От нашего истребителя полетели куски обшивки, потянулся шлейф дыма. Из кабины вывалился пилот и почти сразу открыл парашют.
Я уж обрадовался было, да рано. Немец стал выписывать круги вокруг парашютиста, давая короткие очереди по фигуре летчика. Вот сволочь!
От ненависти к немцу у меня сжались кулаки. Одно дело — поединок на истребителях. Хотя и его честным не назовешь — уж слишком велика разница в вооружении и скорости нашего И-16 и немецкого «Мессершмитта». И совсем другое — расстрел летчика на парашюте.
Наш И-16 упал в полукилометре от меня, взметнув пламя.
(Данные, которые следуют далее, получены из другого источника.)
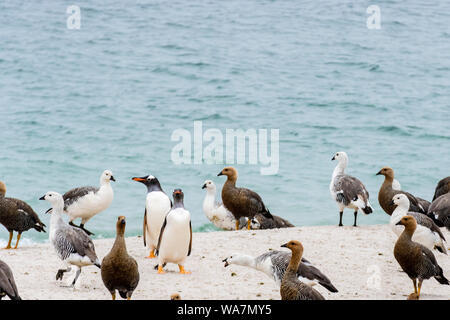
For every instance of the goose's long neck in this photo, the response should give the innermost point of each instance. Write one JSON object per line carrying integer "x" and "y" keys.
{"x": 210, "y": 200}
{"x": 340, "y": 168}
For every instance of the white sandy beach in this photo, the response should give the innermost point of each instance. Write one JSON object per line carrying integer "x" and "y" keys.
{"x": 359, "y": 262}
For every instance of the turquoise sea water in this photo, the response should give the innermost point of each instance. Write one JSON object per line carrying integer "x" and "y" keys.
{"x": 109, "y": 96}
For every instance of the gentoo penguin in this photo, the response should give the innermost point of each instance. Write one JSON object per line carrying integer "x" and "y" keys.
{"x": 157, "y": 205}
{"x": 348, "y": 191}
{"x": 120, "y": 270}
{"x": 418, "y": 262}
{"x": 86, "y": 202}
{"x": 241, "y": 202}
{"x": 175, "y": 239}
{"x": 291, "y": 287}
{"x": 72, "y": 245}
{"x": 17, "y": 215}
{"x": 427, "y": 232}
{"x": 7, "y": 284}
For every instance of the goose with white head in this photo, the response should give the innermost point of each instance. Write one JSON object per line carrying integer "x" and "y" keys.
{"x": 157, "y": 205}
{"x": 72, "y": 245}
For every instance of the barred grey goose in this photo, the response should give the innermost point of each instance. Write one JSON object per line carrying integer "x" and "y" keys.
{"x": 72, "y": 245}
{"x": 348, "y": 191}
{"x": 274, "y": 264}
{"x": 17, "y": 215}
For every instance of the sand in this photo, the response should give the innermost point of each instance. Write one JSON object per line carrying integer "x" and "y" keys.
{"x": 359, "y": 262}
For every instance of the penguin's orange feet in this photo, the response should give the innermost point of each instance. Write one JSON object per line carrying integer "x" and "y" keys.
{"x": 182, "y": 271}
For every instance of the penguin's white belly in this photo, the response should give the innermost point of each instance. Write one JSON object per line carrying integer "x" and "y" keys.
{"x": 158, "y": 205}
{"x": 174, "y": 245}
{"x": 90, "y": 204}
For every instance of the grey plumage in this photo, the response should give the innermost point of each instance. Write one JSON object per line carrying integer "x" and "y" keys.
{"x": 7, "y": 284}
{"x": 280, "y": 261}
{"x": 440, "y": 210}
{"x": 17, "y": 215}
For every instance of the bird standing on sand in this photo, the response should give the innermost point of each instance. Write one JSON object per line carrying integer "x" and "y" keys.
{"x": 427, "y": 232}
{"x": 416, "y": 260}
{"x": 157, "y": 205}
{"x": 7, "y": 284}
{"x": 17, "y": 215}
{"x": 274, "y": 264}
{"x": 348, "y": 191}
{"x": 120, "y": 270}
{"x": 241, "y": 202}
{"x": 72, "y": 245}
{"x": 216, "y": 212}
{"x": 175, "y": 238}
{"x": 291, "y": 288}
{"x": 86, "y": 202}
{"x": 386, "y": 194}
{"x": 440, "y": 210}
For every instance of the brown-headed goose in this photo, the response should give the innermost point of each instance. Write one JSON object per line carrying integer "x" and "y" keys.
{"x": 291, "y": 288}
{"x": 17, "y": 215}
{"x": 241, "y": 202}
{"x": 416, "y": 260}
{"x": 348, "y": 191}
Вскоре долетел и звук взрыва. Летчика под парашютом ветром сносило в сторону. Может быть, ранен, ему еще можно помочь?
Я бросился бежать к месту приземления парашюта. Казалось — рядом, а бежать пришлось с километр, да не по дороге, а по захламленному валежником лесу, перепрыгивая ямы и ручьи.
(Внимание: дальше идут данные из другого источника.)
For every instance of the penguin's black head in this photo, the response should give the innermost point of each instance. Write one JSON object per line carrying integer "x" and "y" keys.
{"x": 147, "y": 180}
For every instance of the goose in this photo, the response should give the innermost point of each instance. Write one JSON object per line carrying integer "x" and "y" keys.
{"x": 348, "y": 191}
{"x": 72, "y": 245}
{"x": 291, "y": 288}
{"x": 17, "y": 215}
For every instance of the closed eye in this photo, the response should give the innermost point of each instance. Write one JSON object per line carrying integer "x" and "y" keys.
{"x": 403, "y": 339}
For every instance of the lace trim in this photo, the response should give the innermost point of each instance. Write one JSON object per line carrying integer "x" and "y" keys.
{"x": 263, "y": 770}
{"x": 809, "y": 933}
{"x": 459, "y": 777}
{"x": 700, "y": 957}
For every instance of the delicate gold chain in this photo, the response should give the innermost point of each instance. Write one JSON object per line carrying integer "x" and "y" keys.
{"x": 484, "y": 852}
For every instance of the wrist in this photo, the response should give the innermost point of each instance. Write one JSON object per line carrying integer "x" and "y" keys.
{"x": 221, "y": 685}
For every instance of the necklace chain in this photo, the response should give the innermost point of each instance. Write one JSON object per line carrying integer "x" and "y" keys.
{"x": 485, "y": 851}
Вот и парашют, болтается на дереве, зацепившись куполом. Летчик лежит на земле. Одного взгляда мне хватило, чтобы понять — ничем помочь ему уже нельзя. Синий комбинезон был весь изрешечен пулями и залит кровью.
Я пошарил по карманам — пусто. Никаких документов. Может, перед полетом сдал? А как узнать имя погибшего? Выйду к своим — рассказать же надо.
Я снял с летчика пояс с кобурой, расстегнул ее и вытащил новенький ТТ. Выщелкнул обойму — полная! Снова загнал ее в рукоятку, вернул пистолет в кобуру и опоясался. Схоронить бы парня надо, да нечем могилу вырыть — ни лопаты, ни ножа.
Послышалось тарахтение мотоциклетных моторов. Видимо, воздушный бой и падение летчика видел не только я, но и немцы.
Я уж было рванулся в лес, как взгляд упал на планшет с картой. Как же я мог так сплоховать? Сорвал с убитого летчика планшет, перекинул его через шею и — ходу.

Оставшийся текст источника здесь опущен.